Journal Articles

Architectures of Mis/managed Retreat: Black Land Loss to Green Housing Gains

By Fallon Aidoo

Hurricane Katrina submerged thousands of single-story, slab-on-grade homes in low-lying New Orleans, disproportionately displacing African Americans they sheltered and sustained. Critical disaster studies cast charitable individuals and organizations as sponsors of Black survival, yet nongovernmental aid programs remain marginal to scholarship on environmental justice and Black geographies. This paper sheds light on the funding programs, public-private partnerships, and design-build projects by which philanthropies and charities aid Black, Indigenous and other People of Color (BIPOC) in retreat from flood hazards.
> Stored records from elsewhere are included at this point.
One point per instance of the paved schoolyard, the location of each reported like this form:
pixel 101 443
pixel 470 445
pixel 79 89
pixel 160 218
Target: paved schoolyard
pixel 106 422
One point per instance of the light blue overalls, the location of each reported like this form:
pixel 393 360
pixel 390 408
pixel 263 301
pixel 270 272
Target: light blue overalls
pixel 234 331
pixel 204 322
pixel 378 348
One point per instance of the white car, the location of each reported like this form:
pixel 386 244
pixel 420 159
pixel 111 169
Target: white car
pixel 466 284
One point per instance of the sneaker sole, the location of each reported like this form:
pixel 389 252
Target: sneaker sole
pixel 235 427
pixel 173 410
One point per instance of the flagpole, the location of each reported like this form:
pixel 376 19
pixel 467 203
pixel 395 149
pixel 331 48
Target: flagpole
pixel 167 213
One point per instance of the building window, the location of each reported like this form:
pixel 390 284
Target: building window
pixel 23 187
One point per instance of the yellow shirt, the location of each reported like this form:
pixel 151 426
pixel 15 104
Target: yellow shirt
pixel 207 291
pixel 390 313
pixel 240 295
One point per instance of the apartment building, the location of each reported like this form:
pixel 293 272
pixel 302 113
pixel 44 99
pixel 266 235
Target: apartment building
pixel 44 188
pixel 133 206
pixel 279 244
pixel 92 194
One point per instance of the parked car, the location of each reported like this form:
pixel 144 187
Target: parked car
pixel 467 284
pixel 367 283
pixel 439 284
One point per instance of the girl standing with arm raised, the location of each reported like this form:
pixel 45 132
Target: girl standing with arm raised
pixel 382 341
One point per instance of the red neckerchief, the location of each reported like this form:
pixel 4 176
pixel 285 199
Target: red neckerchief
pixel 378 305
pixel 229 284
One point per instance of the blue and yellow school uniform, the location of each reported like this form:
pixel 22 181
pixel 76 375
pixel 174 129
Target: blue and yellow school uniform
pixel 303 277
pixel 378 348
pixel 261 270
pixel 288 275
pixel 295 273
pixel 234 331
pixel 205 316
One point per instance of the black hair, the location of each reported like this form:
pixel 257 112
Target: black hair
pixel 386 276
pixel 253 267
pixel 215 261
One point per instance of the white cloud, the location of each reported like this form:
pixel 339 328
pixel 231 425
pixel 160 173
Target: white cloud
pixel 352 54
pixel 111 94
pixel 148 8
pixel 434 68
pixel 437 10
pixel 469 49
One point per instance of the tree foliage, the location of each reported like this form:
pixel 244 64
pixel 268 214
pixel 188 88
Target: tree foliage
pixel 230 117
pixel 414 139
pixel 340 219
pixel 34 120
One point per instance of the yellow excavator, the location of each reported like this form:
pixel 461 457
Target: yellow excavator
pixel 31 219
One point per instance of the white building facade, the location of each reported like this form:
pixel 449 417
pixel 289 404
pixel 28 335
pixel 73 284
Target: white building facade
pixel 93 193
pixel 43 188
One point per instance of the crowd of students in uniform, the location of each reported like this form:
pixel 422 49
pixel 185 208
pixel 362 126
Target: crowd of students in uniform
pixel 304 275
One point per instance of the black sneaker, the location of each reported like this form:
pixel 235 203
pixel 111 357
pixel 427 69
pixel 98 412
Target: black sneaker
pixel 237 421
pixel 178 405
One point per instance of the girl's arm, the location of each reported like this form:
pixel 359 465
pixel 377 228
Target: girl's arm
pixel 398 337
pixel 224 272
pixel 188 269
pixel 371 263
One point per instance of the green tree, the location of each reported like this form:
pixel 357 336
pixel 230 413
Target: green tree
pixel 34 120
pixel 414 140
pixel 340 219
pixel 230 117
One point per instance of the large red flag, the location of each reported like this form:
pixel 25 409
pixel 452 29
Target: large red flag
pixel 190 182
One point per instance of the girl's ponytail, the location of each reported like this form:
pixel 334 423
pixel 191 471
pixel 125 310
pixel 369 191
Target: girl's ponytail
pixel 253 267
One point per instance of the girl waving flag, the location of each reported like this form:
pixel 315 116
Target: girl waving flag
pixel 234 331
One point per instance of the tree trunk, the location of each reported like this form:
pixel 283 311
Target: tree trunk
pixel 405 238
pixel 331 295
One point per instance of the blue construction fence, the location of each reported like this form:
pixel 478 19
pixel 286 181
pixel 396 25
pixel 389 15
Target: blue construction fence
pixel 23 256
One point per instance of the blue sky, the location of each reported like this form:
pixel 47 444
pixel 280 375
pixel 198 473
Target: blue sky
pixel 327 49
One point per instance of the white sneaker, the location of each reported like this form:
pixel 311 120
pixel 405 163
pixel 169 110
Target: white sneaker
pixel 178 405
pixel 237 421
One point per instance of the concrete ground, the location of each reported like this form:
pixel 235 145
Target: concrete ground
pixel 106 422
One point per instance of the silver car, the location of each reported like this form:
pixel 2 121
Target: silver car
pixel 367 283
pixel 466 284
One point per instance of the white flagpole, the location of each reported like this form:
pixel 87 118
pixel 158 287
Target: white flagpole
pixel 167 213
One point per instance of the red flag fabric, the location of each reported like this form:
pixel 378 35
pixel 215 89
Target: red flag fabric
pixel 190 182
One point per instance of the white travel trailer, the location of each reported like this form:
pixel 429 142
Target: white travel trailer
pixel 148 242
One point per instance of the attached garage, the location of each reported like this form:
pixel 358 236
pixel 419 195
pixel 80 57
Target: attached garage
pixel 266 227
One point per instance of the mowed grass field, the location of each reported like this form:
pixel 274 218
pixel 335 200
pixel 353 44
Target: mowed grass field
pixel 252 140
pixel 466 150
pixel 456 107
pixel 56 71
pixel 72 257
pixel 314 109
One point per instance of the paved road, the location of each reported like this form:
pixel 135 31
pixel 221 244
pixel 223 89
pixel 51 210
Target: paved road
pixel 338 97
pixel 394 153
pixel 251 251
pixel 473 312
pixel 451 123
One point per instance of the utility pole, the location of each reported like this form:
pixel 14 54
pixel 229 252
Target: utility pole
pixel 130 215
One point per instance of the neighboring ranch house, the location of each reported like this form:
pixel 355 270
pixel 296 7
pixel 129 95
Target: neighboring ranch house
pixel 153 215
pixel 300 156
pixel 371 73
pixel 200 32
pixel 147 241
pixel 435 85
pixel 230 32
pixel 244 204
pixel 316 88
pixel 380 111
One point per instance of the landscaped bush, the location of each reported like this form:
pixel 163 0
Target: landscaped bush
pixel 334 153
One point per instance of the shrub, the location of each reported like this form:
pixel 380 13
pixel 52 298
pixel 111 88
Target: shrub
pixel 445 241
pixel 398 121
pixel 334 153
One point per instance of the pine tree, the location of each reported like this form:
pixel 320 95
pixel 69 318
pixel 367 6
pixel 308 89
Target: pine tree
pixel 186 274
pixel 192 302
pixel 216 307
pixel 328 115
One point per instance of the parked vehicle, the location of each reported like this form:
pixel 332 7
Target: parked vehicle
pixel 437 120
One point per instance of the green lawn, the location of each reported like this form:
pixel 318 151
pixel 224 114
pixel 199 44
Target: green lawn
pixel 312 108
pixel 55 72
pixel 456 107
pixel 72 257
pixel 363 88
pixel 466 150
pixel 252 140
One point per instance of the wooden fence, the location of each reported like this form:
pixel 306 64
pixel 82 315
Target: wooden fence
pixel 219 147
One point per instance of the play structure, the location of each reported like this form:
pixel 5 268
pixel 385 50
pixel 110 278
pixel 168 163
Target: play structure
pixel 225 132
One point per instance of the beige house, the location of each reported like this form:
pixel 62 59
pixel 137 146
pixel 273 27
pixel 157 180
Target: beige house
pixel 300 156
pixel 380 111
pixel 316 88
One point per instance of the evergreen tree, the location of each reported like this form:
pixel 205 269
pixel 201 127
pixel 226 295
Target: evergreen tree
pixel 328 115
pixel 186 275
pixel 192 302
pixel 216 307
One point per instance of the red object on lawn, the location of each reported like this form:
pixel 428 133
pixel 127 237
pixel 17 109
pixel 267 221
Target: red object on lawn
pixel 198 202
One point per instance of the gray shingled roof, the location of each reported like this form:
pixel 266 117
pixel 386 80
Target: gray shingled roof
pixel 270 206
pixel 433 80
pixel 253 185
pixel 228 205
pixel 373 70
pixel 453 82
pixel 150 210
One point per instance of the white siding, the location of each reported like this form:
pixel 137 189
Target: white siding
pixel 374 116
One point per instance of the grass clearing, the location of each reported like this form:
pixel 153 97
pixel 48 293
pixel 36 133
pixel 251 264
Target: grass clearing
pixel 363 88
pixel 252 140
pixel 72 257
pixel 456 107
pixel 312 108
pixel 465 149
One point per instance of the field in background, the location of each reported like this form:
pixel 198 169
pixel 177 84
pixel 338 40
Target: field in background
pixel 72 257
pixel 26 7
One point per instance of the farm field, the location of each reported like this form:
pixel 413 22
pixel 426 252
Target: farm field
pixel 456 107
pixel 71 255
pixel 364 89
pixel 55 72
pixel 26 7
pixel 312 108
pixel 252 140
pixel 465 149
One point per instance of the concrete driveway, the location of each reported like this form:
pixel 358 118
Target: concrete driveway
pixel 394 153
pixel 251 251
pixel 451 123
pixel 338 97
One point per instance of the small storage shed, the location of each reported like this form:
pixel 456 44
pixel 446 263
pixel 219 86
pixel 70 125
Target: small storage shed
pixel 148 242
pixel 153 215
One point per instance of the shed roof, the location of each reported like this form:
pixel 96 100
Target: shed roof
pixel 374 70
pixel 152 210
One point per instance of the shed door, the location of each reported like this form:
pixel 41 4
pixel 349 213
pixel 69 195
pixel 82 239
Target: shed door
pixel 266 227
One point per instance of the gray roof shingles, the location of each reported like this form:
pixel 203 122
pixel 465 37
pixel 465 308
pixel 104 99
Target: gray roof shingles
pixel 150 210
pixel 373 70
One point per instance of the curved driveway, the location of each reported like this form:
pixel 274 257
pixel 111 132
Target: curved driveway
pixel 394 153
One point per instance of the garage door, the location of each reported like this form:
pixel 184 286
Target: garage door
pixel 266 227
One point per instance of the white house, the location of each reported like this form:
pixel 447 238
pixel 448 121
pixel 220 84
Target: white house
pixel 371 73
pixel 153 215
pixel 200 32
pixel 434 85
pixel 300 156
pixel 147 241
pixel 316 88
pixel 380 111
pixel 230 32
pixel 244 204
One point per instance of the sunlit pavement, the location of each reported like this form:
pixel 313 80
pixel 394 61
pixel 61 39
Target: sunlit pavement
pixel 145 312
This nested case study of HUD’s Neighborhood Stabilization program and the Salvation Army’s EnviRenew program shows Black developers, planners, and architects of retreat from New Orleans’s Pontchartrain Park Historic District gained public, private, and philanthropic sponsors at steep costs: the loss of land, life, and leadership in sustainable development. Drawing on administrative data, legal documents, and stakeholder interviews, the mixed-methods analysis finds new housing built above projected base flood elevations inside flood hazard zones not by choice or by chance, but in compliance with aid programs requiring Black participation in land buyout programs (Road Home) and Black facilitation of green home building and buying (Build Back Better). The Pontchartrain Park case of “management failure,” which included rescinded grants and land takings, not only illuminates the macroeconomics and microaggressions that restrict where and how Black resettlement takes place. Ultimately, this article reveals climate mitigation patrons relocate BIPOC households and heritage from endangered places in theory, yet, in practice, their relief formulas may house marginalized minorities in precarious places above measured risks.

Aidoo, Fallon S. “Architectures of Mis/managed Retreat: Black Land Loss to Green Housing Gains.” Journal of Environmental Studies and Sciences 11, no. 3 (2021): 451–464.